慌てて口を塞ぐが、それでも彼から漏れ出す呪いの言葉は、黒い紫煙はおさまらない。
「クロンは始まりの聖者の仲間が
王は鋭い声で宰相を一喝した。
彼は玉座から立ち上がると、長い間、自身に貢献し、支えとなっていたはずの宰相を見下ろす。
「陰謀か戯言かどうかは、調べれば分かること」
しかし、そう告げる王は確信を持っているようだった。
彼の目は、厳しさの中に後悔が浮かんでいる。
「……そなたの成すことが正しいと、私は信じていた。歴史を知り、王は驕るべきではないと思っていた。だからお前の言葉に耳を傾け、そなたに心を許していたのだ」
縋るように見上げる宰相に対して、王がつぶやく。
「……私が、間違っていたようだ」
王の顔が、失望と悲哀に歪む。
衛兵に取り押さえられ、連行されていく宰相の顔は、青ざめていた。
静まり返った謁見の間で、王は深いため息を吐くと「とんだ騒ぎであったな」と頭を抱え、玉座にどっしりと座り込む。
その姿に当初の威厳はさほど感じず、ただ疲れたひとりの中年の男のような印象を抱いた。
「……あやつが行使したとされる闇の力の痕跡を、調べなければならぬ」
「――陛下っ」
スフェルが、前へ歩み出た。
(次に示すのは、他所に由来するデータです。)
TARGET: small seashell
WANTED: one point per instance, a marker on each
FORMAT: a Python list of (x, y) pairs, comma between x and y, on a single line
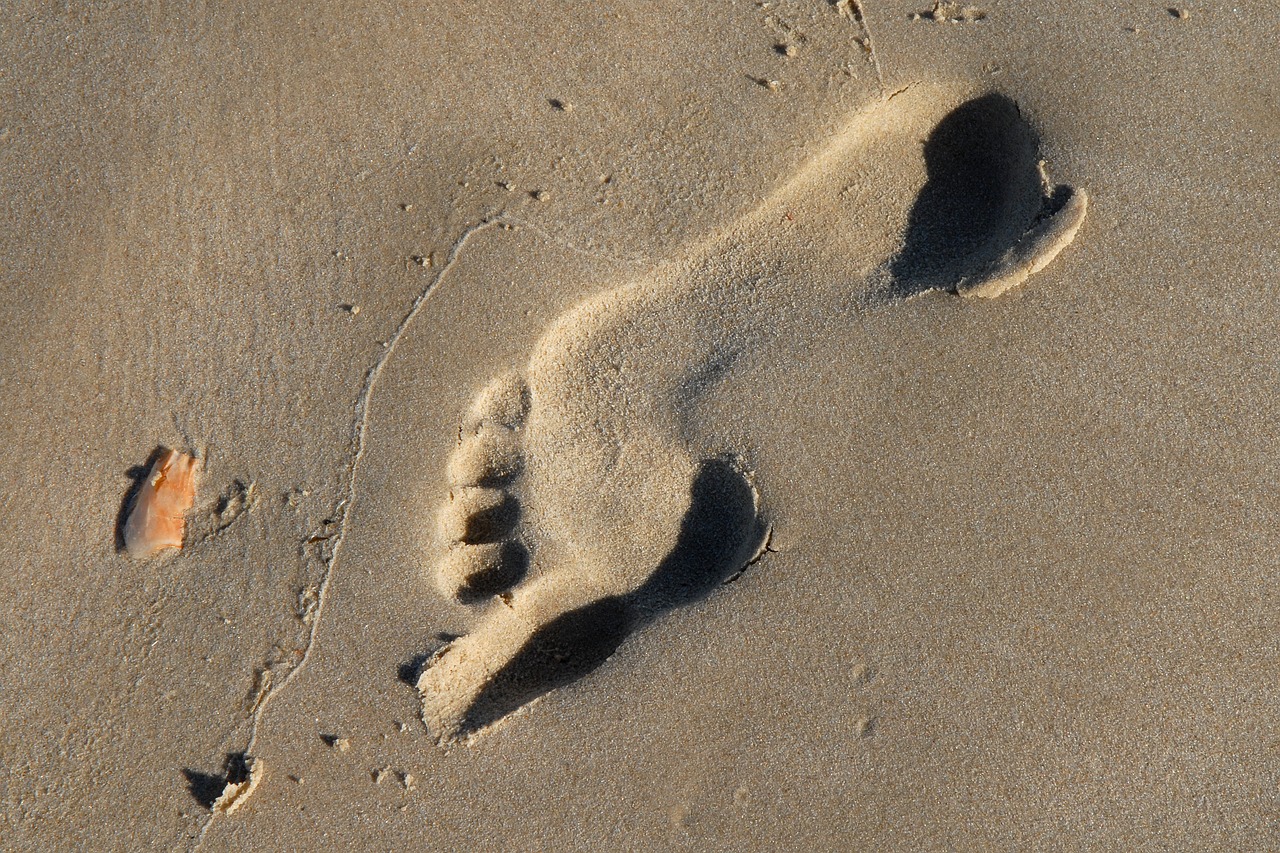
[(156, 519), (234, 793)]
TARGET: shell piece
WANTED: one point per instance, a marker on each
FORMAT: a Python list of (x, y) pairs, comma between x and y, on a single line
[(234, 793), (156, 519)]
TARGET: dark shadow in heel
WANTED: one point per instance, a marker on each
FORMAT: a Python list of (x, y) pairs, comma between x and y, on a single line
[(983, 191)]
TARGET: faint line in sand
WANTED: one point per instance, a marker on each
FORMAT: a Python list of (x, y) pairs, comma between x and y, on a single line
[(360, 428)]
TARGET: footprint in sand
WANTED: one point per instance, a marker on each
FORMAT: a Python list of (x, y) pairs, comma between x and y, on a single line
[(579, 506)]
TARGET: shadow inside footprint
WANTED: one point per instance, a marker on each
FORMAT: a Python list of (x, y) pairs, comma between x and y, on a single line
[(982, 194), (720, 533)]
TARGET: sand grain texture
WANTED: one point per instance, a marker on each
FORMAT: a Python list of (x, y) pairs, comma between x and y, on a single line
[(1019, 582)]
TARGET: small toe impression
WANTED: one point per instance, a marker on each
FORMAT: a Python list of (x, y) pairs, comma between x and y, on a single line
[(474, 573), (503, 402), (986, 218), (476, 515), (489, 456)]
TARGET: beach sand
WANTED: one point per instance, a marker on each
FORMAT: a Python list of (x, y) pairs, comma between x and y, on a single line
[(976, 574)]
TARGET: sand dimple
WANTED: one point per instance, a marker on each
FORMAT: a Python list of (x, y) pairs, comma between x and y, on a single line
[(595, 433)]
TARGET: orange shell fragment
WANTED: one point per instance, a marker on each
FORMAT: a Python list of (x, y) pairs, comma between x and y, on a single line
[(156, 518)]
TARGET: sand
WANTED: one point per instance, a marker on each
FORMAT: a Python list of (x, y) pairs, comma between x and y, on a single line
[(818, 553)]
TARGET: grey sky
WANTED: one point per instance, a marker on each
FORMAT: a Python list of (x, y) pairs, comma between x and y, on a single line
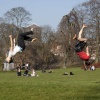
[(44, 12)]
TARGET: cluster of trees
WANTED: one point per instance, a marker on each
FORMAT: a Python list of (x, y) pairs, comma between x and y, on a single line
[(39, 53)]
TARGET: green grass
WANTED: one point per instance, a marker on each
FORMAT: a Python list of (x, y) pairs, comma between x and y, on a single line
[(84, 85)]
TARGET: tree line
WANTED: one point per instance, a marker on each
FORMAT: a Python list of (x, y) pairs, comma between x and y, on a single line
[(44, 53)]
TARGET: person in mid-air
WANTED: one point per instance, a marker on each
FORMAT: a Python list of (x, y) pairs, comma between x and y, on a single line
[(14, 49)]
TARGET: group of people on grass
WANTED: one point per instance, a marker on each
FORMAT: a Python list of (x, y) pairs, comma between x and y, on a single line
[(81, 43)]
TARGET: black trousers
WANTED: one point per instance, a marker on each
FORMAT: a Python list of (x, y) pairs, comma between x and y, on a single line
[(22, 37)]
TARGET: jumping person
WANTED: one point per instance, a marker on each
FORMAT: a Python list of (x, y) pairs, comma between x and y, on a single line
[(20, 44), (80, 45)]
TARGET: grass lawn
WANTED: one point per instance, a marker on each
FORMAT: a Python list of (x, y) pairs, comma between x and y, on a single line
[(84, 85)]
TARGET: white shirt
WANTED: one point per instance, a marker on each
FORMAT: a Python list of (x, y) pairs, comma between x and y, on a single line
[(15, 50)]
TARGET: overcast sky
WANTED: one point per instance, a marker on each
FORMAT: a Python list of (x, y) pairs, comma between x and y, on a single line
[(44, 12)]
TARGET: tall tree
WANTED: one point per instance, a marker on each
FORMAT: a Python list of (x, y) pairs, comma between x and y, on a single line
[(18, 16)]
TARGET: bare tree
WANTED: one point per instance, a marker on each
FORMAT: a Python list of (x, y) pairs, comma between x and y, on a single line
[(18, 16), (91, 12)]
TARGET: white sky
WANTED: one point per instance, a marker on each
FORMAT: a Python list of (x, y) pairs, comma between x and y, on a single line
[(44, 12)]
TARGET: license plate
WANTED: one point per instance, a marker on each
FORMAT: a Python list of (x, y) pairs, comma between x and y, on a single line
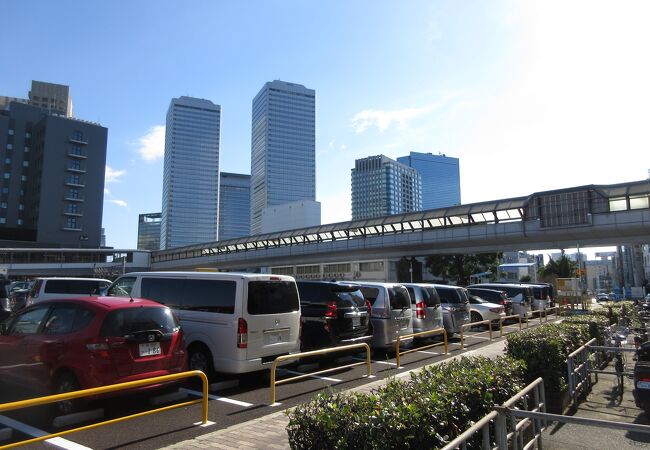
[(150, 348)]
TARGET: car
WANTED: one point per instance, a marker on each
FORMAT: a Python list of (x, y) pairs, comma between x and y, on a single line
[(47, 288), (332, 314), (425, 303), (390, 313), (480, 310), (233, 323), (493, 296), (455, 307), (63, 345)]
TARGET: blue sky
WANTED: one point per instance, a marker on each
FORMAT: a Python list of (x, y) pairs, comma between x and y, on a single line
[(529, 95)]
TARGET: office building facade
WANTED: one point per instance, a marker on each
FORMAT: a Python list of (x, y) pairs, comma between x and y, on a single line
[(283, 147), (52, 187), (440, 178), (190, 202), (234, 205), (149, 231), (382, 186), (51, 98)]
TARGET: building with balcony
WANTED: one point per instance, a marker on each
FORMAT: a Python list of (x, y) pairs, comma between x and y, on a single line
[(52, 186), (283, 147), (382, 186)]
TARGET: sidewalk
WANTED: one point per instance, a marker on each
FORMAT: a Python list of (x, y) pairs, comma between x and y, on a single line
[(270, 431)]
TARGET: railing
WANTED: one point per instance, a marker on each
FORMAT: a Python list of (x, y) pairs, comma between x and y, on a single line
[(505, 427), (473, 324), (434, 332), (104, 390), (503, 319), (324, 351)]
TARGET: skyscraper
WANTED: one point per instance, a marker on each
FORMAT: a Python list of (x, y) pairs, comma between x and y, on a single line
[(52, 189), (382, 186), (234, 205), (440, 178), (283, 147), (149, 231), (191, 174)]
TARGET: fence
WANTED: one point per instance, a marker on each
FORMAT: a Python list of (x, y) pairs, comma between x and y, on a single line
[(324, 351), (107, 389)]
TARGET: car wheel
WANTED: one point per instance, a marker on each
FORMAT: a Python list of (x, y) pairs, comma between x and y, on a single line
[(200, 358), (66, 382)]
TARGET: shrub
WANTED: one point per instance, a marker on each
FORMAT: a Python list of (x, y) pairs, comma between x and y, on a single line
[(434, 406), (544, 351)]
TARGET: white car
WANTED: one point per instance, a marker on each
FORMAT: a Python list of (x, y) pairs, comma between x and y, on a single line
[(483, 310)]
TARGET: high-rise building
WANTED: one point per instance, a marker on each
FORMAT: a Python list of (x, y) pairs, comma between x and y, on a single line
[(149, 231), (190, 201), (234, 205), (440, 178), (52, 188), (283, 147), (382, 186), (50, 97)]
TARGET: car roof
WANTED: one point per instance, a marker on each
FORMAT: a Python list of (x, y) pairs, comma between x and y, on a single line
[(105, 303)]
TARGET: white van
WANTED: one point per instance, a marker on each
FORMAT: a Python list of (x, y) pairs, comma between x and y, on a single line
[(65, 287), (232, 322)]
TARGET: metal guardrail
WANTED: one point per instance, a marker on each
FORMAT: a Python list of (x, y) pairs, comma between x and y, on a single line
[(473, 324), (324, 351), (434, 332), (503, 319), (107, 389), (498, 422)]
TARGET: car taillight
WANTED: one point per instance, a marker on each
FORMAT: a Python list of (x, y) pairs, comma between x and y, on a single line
[(420, 311), (330, 312), (99, 349), (242, 333)]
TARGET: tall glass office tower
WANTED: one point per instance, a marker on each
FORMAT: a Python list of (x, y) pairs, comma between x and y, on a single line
[(440, 178), (191, 175), (234, 205), (382, 186), (283, 147)]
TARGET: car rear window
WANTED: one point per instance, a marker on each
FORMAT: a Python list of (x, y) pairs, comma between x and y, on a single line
[(272, 297), (81, 287), (451, 295), (399, 297), (122, 322)]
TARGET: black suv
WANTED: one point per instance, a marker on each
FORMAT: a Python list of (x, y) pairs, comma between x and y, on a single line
[(493, 296), (333, 313)]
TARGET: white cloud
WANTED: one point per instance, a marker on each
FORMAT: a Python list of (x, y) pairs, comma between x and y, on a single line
[(120, 203), (401, 117), (151, 146), (112, 175)]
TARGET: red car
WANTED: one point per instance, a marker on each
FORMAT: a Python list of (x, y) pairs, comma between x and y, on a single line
[(68, 344)]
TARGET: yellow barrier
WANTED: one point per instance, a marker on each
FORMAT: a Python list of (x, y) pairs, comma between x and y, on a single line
[(514, 316), (103, 390), (317, 353), (473, 324), (433, 332)]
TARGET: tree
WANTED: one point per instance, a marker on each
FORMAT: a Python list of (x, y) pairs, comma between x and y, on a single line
[(459, 267)]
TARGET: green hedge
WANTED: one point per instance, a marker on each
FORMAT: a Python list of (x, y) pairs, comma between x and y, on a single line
[(435, 406), (544, 351)]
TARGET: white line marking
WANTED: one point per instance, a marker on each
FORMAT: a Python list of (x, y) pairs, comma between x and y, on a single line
[(377, 362), (35, 432), (216, 397), (312, 376)]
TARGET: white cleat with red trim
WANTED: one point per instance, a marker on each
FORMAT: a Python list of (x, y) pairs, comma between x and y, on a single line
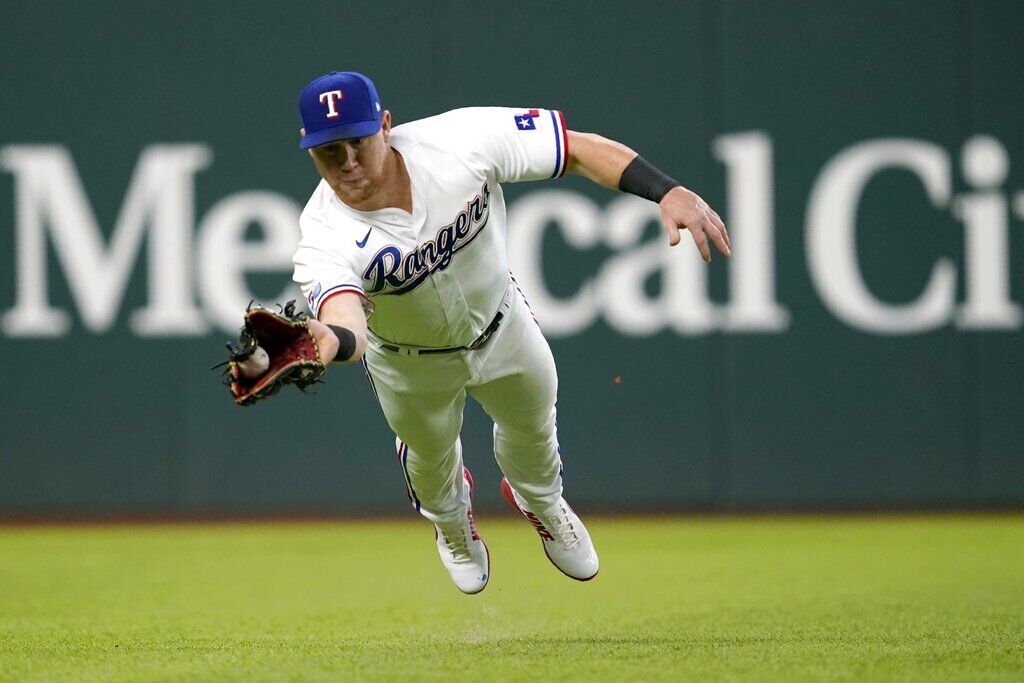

彼はどこか焦っている様子だ。
「発言をお許しください。実は、こちらのネイロン。魔王の戦いを控え、闇の力を理解しようと学びました。むろん、彼は国への献身と王への忠誠心に満ち溢れており、邪心はありませぬ。――このとおり、クロンもそれを証明しております」
スフェルは素早くそう言って、マーティの手からクロンを取り上げ、ネイロンに近づけた。
途端にネイロンは目を泳がせつつ背筋を正す。クロンは、彼に対してなんの反応も示さなかった。
闇の痕跡を調べる、と聞いて、魔王がネイロンに与えた影響のことを指摘されるかもしれないと、スフェルは危ぶんだようだ。
だが、いささか悪目立ちしているような気がしてならない。マーティは、はらはらとしながら様子を伺う。
王は、再びため息を吐いた。
「よい。……貴君らのことは信頼している」
彼は頭を押さえたまま、片手を振って合図をする。
その寛大な言葉に、スフェルたちは安堵した。
「……マティアスよ。貴君の功績は魔王討伐のみならず、我が国に巣食う、もうひとつの巨大な闇を暴き出した。……感謝する」
「も、もったいなきお言葉です」
この国で一番貴いとされる存在に頭を下げられ、マーティは萎縮をしながら、ぎこちなく礼をする。
そんな初々しい若者の様子に、王は、この場で初めて苦笑を漏らした。
「勇敢な若者よ。いま一度、貴君の望みを聞こう」
王は、そう問うた。マーティは、いまさらになって緊張をおぼえて唾を呑む。
仲間に見守られる中で、彼は――ゆっくりと口を開いた。